Daily Life of Soldiers and Officers
Caption: Officers in the mess, circa 1850
The social hub for officers was the mess. The word originated from the custom among officers of sharing costs to improve the standard of meals they took together. The practice was known as "messing." It spread, and in the 1760s commanding officers were encouraged to establish officers' messes, not only for the material advantages they brought, but also to develop regimental spirit and for the men to live "together like a family." 83 Little by little, the regimental messes became more sophisticated; first they procured their own dishes and glassware, then silverware, luxurious furniture and their own personnel. The costs were covered by a deduction from each officer's salary, in proportion to his rank, in addition to a contribution from the sovereign, beginning in 1818.

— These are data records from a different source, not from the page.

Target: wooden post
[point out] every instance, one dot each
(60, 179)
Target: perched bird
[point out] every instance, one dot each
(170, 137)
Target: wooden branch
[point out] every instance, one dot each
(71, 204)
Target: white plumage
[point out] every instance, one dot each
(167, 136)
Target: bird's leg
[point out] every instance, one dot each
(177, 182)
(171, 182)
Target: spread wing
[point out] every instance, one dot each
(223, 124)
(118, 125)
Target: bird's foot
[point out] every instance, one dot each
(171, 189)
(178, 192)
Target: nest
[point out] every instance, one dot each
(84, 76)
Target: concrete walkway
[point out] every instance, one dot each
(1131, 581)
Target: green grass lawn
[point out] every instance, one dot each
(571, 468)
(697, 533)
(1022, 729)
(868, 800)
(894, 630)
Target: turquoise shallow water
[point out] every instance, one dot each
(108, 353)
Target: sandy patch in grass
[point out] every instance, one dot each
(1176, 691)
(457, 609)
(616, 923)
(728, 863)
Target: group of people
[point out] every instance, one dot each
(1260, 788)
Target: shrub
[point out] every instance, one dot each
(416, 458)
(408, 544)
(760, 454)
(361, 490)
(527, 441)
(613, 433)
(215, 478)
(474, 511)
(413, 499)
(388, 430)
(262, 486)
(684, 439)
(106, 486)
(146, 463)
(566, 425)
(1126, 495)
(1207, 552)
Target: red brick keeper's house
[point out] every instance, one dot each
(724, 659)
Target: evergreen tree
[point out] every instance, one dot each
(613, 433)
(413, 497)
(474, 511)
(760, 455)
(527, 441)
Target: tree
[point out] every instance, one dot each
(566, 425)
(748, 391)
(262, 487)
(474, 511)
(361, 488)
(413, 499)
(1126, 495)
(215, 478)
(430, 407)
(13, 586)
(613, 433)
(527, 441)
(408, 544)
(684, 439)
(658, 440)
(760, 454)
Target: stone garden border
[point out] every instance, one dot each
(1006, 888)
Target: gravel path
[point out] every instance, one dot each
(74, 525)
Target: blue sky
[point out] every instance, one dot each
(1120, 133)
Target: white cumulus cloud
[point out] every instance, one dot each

In the nineteenth century, the mess became a comfortable place where an officer could find books, newspapers, board games and a fine wine cellar and where he could discuss matters with his colleagues in a warm and pleasant atmosphere. It was the military equivalent of a good private club. In several garrisons the officers' mess was far from inferior to establishments found locally; in fact it was probably superior in terms of refined living and in terms of the intellectual matters discussed. Of course there were obligations, chief among which was that members had to behave like gentlemen. The first regulations appeared at the beginning of the nineteenth century; single members were generally required to dine there three or four times per week, with married members and civilian gentlemen entitled to visit as a guest once a week. An unannounced visit by a woman would cause an absolute scandal. Women were, however, admitted once a month for a gala dinner in their honour. The regimental musicians usually played at the dinner for guests and at the ladies' dinner, the latter concluding with dancing.